Filmin konusunu okuduğunuzda aklınıza “Serbuan Maut” filminin geldiğini biliyorum. Ama sadece, yapılar bu filmde biraz daha büyük. Görseller biraz daha CGI destekli. Senaryo biraz daha derin (aslında Serbuan Maut filminin senaryo ile pek ilgilenmediğini söylemem gerek). Tabii ki senaryoda uyarlamasını tek başına yapmış Alex Garland faktörü var. Bazı yerlerde o kadar kan ve vahşetin içinde istemsizce gülmek gelebiliyor içinizden. Bazı yerlerde de “ticari bir filmde sistem göndermesi nasıl olabilir” düşüncesine kapılıp gidiyorsunuz. Belki de bu filmin, ticari sinemanın metinsel anlamdaki gelişimine bir şekilde katkısı olabilir, bilemeyiz. Ama tek bir şey var ki, o da çizgi roman hayranlarının perdede istediğini makul bir ölçüde, hatta bazı bünyelerde makulden de öte alacağını biliyor olmak. Çünkü Sin City’den beri çizgi romanına bu kadar bağlı kalan bir uyarlama görememiştik.

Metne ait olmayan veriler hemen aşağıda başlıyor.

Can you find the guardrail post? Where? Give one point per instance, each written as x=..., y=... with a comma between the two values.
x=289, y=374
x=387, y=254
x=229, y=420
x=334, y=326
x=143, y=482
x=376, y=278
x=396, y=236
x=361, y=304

Filmin gerilimli atmosferinin yükünü çeken oyuncuların performansları gerçekten iyi. Yüzüklerin Efendisi serisi ile dünya sinemasının dikkatini çekmiş, nam-ı diğer Hollywood’un genç karakter oyuncularından olan Karl Urban’ın ender başrol deneyimlerinden birisi ayrıca Yargıç Dredd rolü. Hatta en elde tutulur olanı da diyebiliriz. Filmin başından sonuna kadar ses olarak Clint Eastwood tonunu, kostüm olarak Batman – Robocop konseptini kendisine düstur edinmiş başarılı performansı, sadece güzelliğiyle ön plana çıkan Olivia Thirlby’i kurtarmaya yetiyor. Zaten Dredd’in Dirty Harry’den pek bir farkı yok aslında. O da teşkilatın en yeteneklilerinden, pek sevilmeyenlerinden ve karizmatiklerinden. Tabi Terminator: The Sarah Connor Chronicles ile televizyonlarda muhteşem bir biçimde boy gösteren, yine Game of Thrones ile bünyeleri sevindiren Lena Headey’in villain performansını da unutmamak gerekir. Etkileyici olmasa da ismini kullanarak karakterden istenenin fazlasını yapmayı başarmış.
Dredd 3D, yanlış reklam politikası ile vizyona girmiş, 3D’si bilindik standartların üzerinde seyreden post-modern bir western öyküsü. Yalnızca adaleti birkaç yüzyıl sonradan dağıtıyor. Tek ve kapalı bir mekânda geçmesi dolayısıyla başka çizgi romanların 50 tane uyarlamasını yapan Hollywood yapımcılarının da yıllarca gözardı ettiği bir eser ayrıca. Yeniden çevrimi yapılan başarılı filmlerden birisi. Yalnız, Avengers’da gördüğünüz kalabalığı bu filmde de göreceğinizi zannetmeyin.